SD49 - Study to Determine the Benefits and Costs of Tax Incentives and Other Mechanisms to Encourage the Purchase of Long-Term Care Insurance


Executive Summary:
Disability is a risk facing everyone reaching his or her later years. Approaches for financing long-term care, however, remain imperfect. As the aging population expands due to both growth and increased longevity, the necessity of viable funding mechanisms becomes clear.

Most care is still provided by family or friends on an informal basis. Institutional care in nursing homes is financed primarily by public funds through the Medicaid program (about 60%) or out-of-pocket (about 35%). Private care insurance pays only about 3% of nursing home care in Virginia. Although home and community-based care provided for payment is expanding rapidly, most at-home care is still provided by family or friends. Similar to the case for nursing homes, private insurance plays a limited role in the payment for home-based services.

The current funding structure for long-term care for the disabled often creates a hardship for the consumer. To qualify for Medicaid requires a person to already be in or to "spend-down" to poverty. Alternatively, an individual will need substantial private assets to finance an extended period of long-term care.

The dilemma created is both social, in terms of ensuring that our elderly receive adequate care, and economic, in terms of balancing public expenditures and appropriate care. At present, the Medicaid program, originally designed as a program for the indigent, is expending ever increasing dollars on long-term care for the elderly. Nationally, Medicaid pays for about half of all nursing home care and in Virginia Medicaid pays for almost two thirds. Unless other means are developed to finance care, including making it the responsibility of the individual except in cases of true indigency, long-term care may become almost solely the responsibility of the government.

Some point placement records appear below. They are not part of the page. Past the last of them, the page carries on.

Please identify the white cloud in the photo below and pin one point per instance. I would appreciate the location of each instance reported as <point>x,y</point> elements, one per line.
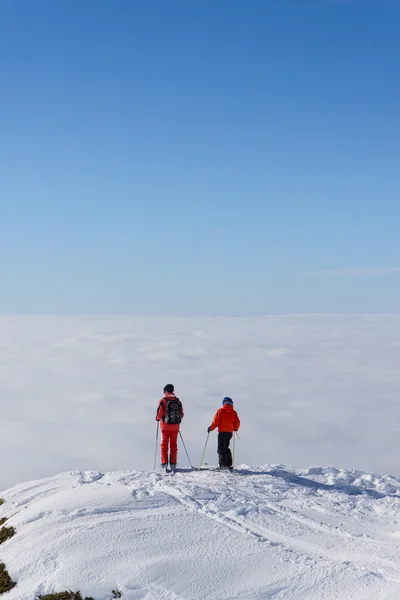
<point>81,392</point>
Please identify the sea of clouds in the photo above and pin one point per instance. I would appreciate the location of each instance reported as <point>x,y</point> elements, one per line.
<point>81,392</point>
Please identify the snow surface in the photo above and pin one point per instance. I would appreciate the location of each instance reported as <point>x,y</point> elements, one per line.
<point>81,392</point>
<point>259,533</point>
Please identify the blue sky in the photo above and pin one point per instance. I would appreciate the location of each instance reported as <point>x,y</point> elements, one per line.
<point>203,157</point>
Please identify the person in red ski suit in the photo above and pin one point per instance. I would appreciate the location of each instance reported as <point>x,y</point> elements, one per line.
<point>228,422</point>
<point>169,431</point>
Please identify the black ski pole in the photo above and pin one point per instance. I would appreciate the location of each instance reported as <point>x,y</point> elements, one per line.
<point>155,453</point>
<point>190,462</point>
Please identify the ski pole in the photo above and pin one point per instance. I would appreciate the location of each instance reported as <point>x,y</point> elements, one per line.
<point>204,451</point>
<point>190,462</point>
<point>155,453</point>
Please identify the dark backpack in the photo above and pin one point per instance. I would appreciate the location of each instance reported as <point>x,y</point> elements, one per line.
<point>173,411</point>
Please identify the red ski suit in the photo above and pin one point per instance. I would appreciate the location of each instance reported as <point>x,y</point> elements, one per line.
<point>169,431</point>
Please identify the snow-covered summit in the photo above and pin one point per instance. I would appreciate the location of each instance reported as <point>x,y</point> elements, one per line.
<point>266,532</point>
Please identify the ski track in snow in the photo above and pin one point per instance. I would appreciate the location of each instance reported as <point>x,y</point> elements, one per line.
<point>259,533</point>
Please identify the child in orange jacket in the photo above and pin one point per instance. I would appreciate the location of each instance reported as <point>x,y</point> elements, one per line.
<point>227,421</point>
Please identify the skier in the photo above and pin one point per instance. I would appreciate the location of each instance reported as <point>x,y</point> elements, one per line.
<point>170,414</point>
<point>227,421</point>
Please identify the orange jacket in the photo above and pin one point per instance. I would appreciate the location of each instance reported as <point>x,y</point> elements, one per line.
<point>226,419</point>
<point>161,411</point>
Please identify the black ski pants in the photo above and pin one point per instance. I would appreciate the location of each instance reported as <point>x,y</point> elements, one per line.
<point>224,453</point>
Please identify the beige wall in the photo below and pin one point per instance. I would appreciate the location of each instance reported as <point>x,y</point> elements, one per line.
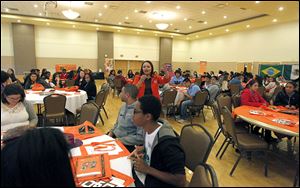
<point>49,63</point>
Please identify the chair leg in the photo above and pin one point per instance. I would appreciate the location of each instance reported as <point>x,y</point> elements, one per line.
<point>266,163</point>
<point>105,112</point>
<point>221,147</point>
<point>235,165</point>
<point>225,148</point>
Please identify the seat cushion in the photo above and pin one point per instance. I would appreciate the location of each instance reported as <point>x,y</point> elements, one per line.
<point>251,142</point>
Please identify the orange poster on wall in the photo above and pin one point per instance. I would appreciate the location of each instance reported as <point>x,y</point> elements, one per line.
<point>68,67</point>
<point>203,65</point>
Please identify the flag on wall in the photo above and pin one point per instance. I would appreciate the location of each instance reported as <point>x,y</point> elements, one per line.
<point>271,70</point>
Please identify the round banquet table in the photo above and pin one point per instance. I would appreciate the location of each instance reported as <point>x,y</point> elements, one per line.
<point>74,99</point>
<point>266,117</point>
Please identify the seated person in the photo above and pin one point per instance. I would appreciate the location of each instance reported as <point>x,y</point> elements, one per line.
<point>191,92</point>
<point>124,128</point>
<point>177,79</point>
<point>89,86</point>
<point>212,87</point>
<point>251,97</point>
<point>5,80</point>
<point>160,162</point>
<point>288,97</point>
<point>42,159</point>
<point>15,111</point>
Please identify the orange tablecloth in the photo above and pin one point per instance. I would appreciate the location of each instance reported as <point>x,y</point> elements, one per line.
<point>265,120</point>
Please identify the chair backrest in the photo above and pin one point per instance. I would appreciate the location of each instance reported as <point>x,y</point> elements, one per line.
<point>169,97</point>
<point>70,83</point>
<point>197,144</point>
<point>89,112</point>
<point>201,177</point>
<point>229,123</point>
<point>100,97</point>
<point>234,89</point>
<point>118,83</point>
<point>224,100</point>
<point>200,98</point>
<point>236,100</point>
<point>261,90</point>
<point>55,104</point>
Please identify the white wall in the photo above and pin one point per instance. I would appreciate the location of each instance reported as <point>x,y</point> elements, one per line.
<point>6,40</point>
<point>274,43</point>
<point>146,48</point>
<point>65,43</point>
<point>180,51</point>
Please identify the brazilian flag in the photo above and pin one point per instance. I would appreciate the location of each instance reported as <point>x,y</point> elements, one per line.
<point>271,70</point>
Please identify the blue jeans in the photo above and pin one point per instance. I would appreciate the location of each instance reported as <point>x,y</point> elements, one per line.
<point>183,109</point>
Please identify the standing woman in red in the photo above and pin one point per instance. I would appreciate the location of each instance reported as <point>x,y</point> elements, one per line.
<point>147,82</point>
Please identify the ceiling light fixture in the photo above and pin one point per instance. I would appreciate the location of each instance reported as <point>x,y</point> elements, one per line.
<point>162,26</point>
<point>70,14</point>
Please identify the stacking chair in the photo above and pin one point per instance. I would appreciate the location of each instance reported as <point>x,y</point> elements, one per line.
<point>236,100</point>
<point>204,176</point>
<point>168,100</point>
<point>245,143</point>
<point>197,144</point>
<point>89,112</point>
<point>234,89</point>
<point>199,101</point>
<point>55,108</point>
<point>100,97</point>
<point>70,83</point>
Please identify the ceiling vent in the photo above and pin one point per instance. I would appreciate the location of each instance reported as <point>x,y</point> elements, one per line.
<point>89,3</point>
<point>113,6</point>
<point>142,11</point>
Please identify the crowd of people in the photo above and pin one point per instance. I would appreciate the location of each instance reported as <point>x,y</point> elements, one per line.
<point>156,154</point>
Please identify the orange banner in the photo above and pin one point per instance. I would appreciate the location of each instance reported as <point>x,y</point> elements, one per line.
<point>68,67</point>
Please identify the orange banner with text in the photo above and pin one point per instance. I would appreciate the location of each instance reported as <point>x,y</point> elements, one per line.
<point>68,67</point>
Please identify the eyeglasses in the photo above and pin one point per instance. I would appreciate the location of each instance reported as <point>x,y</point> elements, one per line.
<point>137,111</point>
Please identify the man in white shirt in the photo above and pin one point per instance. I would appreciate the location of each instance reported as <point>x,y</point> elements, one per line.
<point>160,162</point>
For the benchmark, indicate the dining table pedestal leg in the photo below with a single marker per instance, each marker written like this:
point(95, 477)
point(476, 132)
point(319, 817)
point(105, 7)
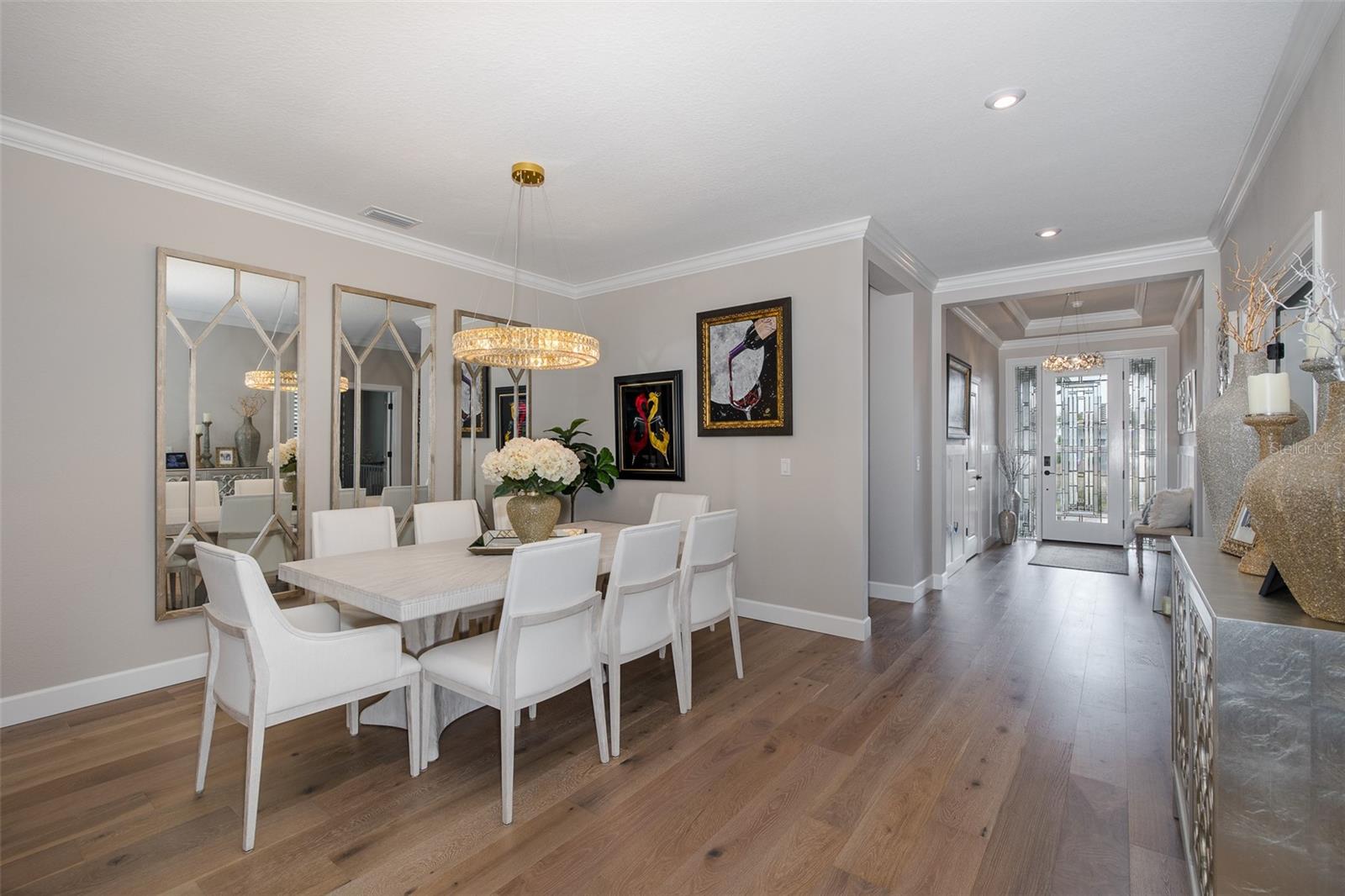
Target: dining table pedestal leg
point(390, 710)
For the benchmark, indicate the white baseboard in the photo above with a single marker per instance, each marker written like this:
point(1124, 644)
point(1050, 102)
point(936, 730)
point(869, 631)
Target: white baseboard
point(77, 694)
point(807, 619)
point(905, 593)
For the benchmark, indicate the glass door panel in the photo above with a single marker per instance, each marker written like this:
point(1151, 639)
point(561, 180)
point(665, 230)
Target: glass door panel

One solution is to expand the role of long-term care insurance. As reported in 1994 Senate Document 17 regarding public-private long-term care insurance partnerships, the single overriding problem with long-term care insurance is lack of interest by the public. Initially, certain factors limited interest in long-term care insurance. Products introduced in the 1980's had flaws including inadequate coverage and insufficient consumer safeguards. Products also were available only on a limited basis. However, efforts to improve policy design have been reasonably successful, at least enough so to remove product limitations as a major barrier. Similarly, product availability no longer poses a significant problem.

Even so, the public shows little interest in long-term care insurance. Affordability is still an issue. Most persons purchasing long-term care insurance wait until their sixties, when policies are considerably more expensive. Since few younger purchasers participate, the broad pool of insured persons necessary to reduce the cost generally is not in place.

1994 Senate Document 17 proposed several options, including providing group long-term care insurance policy options to employees of the Commonwealth and encouraging other employers to provide long-term care insurance, and expanding consumer education about long-term care financing options. However, these initiatives, even if pursued, still will bring a fairly small number of Virginians into the long-term care insurance market.

This study, therefore, proposes a public-private model that will use tax incentives to encourage purchase of long-term care insurance. It is intended that, in combination with better consumer understanding of potential long-term care needs and financing and improved insurance products, the trust fund model described will provide an additional incentive to individuals to take financial responsibility for their future long-term care requirements.